Longing to belong to the world of creativity 

I kind of stopped thinking about being ‘creative’ a long time ago. Probably when I officially dropped my love of Art in college, as a subject mind. I don’t think you could ever stop being an ‘artist’. I couldn’t see it as a long term relationship. We had no future. It’s not you, it’s me. Actually, it was kind of you. What was I going to do with an Art degree? Researching rather than using a blank canvas always let me down. I wasting my time? Why am I thinking about this all now? On a blog? All these years later? Yes, I have started blogging. This happened by accident. I didn’t intend on starting a blog, especially about something like this. It all happened by accident. But I am going to use this as a platform to explore creativity to its fullest. A big thank you to you if you’ve not fallen asleep by now, but I think it’s really important for all of use to think about that inner creative soul that I’m sure is in all of us. Whether it’s to be on stage, to pick up an instrument, to use that blank canvas…we shouldn’t hide from it any longer. Unleash it, and make this world beautiful.I look a fashion designers and artists, actors and musicians sometimes with a longing to belong. But I can draw, I can make a blank piece of look colour and beautiful. I have an artistic ‘hunar’. A talent. With practice of henna inspired designs, I can now make them look like stunning prints. People don’t believe me when I say it’s all freehand; that I don’t think about it but I just start and I let my mind become as free as a bird. So, I AM creative. I have creativity in me. I have to just look at myself and be a bird. Fly. 

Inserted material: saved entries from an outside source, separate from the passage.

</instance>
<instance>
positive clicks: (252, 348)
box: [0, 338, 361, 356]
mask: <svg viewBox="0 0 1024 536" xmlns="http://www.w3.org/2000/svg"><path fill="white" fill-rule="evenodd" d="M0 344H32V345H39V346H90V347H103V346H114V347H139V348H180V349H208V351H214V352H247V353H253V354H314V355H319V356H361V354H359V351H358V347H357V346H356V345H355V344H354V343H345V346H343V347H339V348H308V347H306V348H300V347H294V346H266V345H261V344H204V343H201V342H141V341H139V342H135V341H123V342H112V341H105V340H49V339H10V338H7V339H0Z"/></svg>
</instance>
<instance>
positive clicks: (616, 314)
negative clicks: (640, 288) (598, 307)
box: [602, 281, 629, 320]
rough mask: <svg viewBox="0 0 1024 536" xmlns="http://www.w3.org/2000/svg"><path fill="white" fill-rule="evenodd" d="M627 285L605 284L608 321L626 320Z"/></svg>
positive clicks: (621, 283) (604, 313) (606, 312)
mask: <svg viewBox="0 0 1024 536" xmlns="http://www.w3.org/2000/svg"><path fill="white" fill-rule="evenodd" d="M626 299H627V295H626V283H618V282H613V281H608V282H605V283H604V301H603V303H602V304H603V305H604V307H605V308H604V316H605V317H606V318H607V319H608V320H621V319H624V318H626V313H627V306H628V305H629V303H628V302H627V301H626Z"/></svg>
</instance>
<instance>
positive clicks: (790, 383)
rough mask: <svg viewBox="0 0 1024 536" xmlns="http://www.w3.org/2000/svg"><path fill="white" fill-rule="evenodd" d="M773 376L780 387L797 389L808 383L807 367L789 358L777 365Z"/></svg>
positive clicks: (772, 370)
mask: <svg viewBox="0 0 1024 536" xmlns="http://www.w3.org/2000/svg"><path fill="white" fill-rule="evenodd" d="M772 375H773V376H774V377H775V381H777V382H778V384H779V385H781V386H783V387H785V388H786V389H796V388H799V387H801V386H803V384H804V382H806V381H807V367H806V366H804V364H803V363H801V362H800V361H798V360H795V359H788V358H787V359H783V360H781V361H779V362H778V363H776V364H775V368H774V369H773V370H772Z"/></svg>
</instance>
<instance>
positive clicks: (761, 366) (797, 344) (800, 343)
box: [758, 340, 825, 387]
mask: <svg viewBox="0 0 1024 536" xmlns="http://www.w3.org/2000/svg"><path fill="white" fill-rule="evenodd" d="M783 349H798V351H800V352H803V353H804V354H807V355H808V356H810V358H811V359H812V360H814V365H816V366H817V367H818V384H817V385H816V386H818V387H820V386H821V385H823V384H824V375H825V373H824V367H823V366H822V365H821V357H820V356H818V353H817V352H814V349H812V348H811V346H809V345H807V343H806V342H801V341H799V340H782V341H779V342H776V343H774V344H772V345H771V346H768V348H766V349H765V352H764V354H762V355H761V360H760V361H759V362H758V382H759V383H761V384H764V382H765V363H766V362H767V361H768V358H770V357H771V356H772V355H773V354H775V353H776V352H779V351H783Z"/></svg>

I had a childhood before technology infused my life. Facebook, Twitter, blogging, Instagram, etc etc – didn’t exist. We used to have an imagination. Pen and paper were important. Now creativity is measured by computers. Digital creativity is the ‘in thing’. But I live in a country that has so much historical and cultural creativity that I wonder why I haven’t appreciated it more. If I had gone and seen a play, spent every Friday in Vue, learnt the violin or graduated in Art, maybe I wouldn’t be so hesitant to belong. But to hell with that. Step by step, blog by blog, I’m going unleash the creative soul in me. (Cue Katy Perry’s Roar, oh oh oh, and Kangana Ranaut’s Queen, where she realises her own talents and strength through selling gol gappa, in Kolkata it’s called Puchka, in Mumbai it’s paani puri….).